With Bristol barely able to raise a gallop - their performance in the first half was distinguished only by the odd dart from Perry and some ruthless tackling by Rob Higgitt in midfield - the Londoners should have been done and dusted by the interval. Yet a combination of their own ineptitude and the stop-start nature of the contest, which could hardly have been slower had it been played on wet cement, meant Saracens turned round only 7-3 to the good.
Minutes after the restart, they were 8-7 to the bad. Bristol launched three of those driving mauls from close range, each one more dynamic and better organised than its predecessor. From the third of them, the tight-head prop Darren Crompton dabbed the ball over the line.
It was no more than the old boy deserved. Together with his equally venerable front-row partners Dave Hilton and Mark Regan, he drew the sting from what should have been a powerful Saracens scrum and earned his side an edge in that vital theatre of action.

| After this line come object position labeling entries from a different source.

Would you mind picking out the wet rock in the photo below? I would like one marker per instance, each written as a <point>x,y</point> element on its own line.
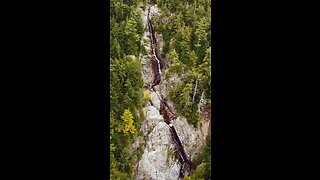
<point>158,161</point>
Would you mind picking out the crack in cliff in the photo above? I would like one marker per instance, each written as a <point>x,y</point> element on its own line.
<point>165,110</point>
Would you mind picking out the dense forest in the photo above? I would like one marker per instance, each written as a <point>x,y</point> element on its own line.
<point>186,30</point>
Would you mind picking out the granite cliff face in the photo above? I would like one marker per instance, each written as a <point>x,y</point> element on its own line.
<point>160,158</point>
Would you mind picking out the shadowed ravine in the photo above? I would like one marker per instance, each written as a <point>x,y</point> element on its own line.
<point>165,110</point>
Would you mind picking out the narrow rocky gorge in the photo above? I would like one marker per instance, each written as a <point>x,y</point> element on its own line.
<point>171,141</point>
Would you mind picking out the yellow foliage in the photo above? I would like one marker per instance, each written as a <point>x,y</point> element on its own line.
<point>128,126</point>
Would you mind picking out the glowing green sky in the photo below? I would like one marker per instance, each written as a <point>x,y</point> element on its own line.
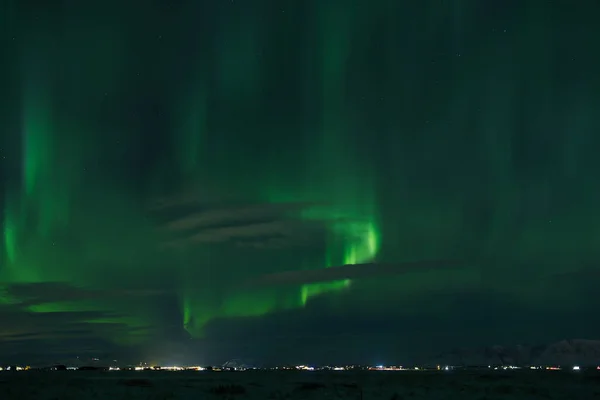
<point>156,158</point>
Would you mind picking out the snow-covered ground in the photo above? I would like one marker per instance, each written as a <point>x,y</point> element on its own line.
<point>265,385</point>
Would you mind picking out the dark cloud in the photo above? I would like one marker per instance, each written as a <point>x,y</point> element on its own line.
<point>259,225</point>
<point>27,294</point>
<point>353,271</point>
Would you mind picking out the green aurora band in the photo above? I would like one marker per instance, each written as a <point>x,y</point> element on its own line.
<point>322,109</point>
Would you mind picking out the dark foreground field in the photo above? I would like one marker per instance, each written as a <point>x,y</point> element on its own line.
<point>264,385</point>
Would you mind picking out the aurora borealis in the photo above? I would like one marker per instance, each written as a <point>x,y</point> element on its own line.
<point>160,162</point>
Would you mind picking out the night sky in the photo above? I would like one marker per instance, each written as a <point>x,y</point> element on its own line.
<point>179,180</point>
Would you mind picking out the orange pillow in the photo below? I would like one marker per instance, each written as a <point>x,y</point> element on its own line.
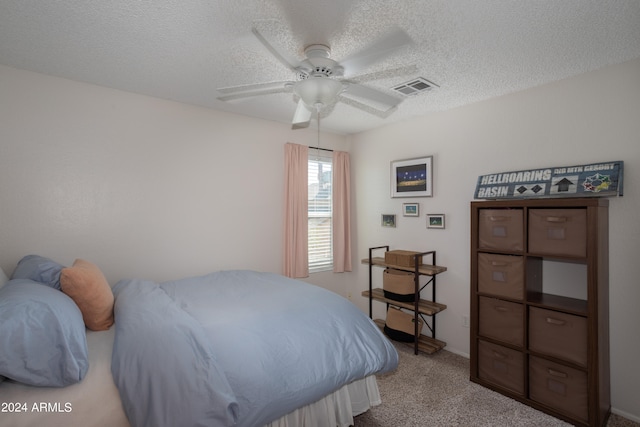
<point>87,286</point>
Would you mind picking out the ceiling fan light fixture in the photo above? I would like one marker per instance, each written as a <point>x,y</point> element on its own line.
<point>317,91</point>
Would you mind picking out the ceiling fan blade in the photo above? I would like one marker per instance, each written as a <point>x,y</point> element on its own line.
<point>379,99</point>
<point>375,52</point>
<point>302,116</point>
<point>246,91</point>
<point>283,57</point>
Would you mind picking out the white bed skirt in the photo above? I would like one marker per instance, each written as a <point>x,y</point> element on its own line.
<point>336,409</point>
<point>95,401</point>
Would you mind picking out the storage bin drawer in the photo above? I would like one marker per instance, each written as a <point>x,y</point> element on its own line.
<point>501,320</point>
<point>558,231</point>
<point>501,275</point>
<point>501,366</point>
<point>558,334</point>
<point>501,229</point>
<point>558,386</point>
<point>399,285</point>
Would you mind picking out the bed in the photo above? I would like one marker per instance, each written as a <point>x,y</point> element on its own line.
<point>235,347</point>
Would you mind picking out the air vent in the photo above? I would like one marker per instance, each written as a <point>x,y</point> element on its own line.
<point>415,87</point>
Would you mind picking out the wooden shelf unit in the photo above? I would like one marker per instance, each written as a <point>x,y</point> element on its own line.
<point>527,356</point>
<point>421,307</point>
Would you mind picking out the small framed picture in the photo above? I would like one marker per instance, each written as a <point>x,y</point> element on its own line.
<point>388,220</point>
<point>410,209</point>
<point>435,220</point>
<point>412,177</point>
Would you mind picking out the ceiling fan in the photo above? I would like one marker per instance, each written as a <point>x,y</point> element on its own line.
<point>322,81</point>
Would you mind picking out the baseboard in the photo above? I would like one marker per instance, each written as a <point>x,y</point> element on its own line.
<point>626,415</point>
<point>459,353</point>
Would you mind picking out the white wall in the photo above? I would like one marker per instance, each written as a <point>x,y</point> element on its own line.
<point>590,118</point>
<point>160,190</point>
<point>141,186</point>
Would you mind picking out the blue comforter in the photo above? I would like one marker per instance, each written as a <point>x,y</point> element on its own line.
<point>236,348</point>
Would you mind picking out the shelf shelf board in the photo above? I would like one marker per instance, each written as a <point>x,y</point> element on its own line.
<point>425,269</point>
<point>425,344</point>
<point>425,307</point>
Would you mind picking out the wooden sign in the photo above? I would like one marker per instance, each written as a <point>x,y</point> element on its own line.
<point>592,180</point>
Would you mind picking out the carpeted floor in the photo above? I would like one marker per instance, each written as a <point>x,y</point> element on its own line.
<point>434,390</point>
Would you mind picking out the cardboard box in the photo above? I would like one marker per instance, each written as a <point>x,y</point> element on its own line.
<point>399,285</point>
<point>402,258</point>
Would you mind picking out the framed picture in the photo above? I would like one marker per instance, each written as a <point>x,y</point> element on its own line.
<point>410,209</point>
<point>412,177</point>
<point>388,220</point>
<point>435,220</point>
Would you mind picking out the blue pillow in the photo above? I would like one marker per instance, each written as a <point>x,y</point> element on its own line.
<point>43,340</point>
<point>39,269</point>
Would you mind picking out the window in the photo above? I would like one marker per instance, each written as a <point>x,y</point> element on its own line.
<point>320,211</point>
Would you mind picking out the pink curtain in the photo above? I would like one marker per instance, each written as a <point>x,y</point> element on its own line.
<point>341,212</point>
<point>295,261</point>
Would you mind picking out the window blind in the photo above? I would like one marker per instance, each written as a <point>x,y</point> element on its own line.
<point>320,211</point>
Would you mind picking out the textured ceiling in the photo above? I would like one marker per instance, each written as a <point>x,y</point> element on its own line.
<point>184,50</point>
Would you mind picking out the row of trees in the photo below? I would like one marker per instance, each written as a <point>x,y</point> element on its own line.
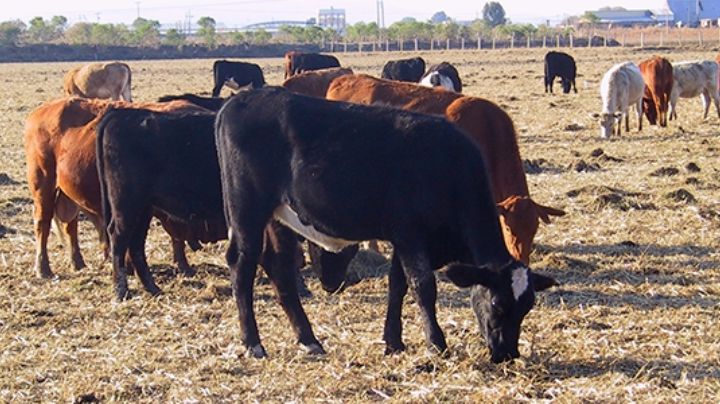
<point>145,32</point>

"Last year we took nothing from this fixture," said Hill. "Part of what this season is about is reversing those results." Bristol did not manage a full reversal, but they remain unbeaten.
Bristol: Tries Crompton, Perry; Penalty Strange. Saracens: Try Scarbrough; Conversion Jackson; Drop goals Scarbrough, Jackson.
Bristol: J Taumalolo; L Robinson, R Higgitt, S Cox, C Morgan; J Strange (D Gray, 69-72), S Perry; D Hilton (A Clarke, 72), M Regan, D Crompton, R Winters, G Llewellyn, M Salter (capt; G Lewis, 72), J El Abd, D Ward-Smith.
Saracens: D Scarbrough; R Haughton, K Sorrell, B Johnston, T de Vedia (R Penney, 63); G Jackson, A Dickens (M Rauluni, 77); K Yates, S Byrne (M Cairns, 75), C Visagie, T Ryder (K Chesney, 65), S Raiwalui (capt), P Gustard, D Seymour, H Vyvyan.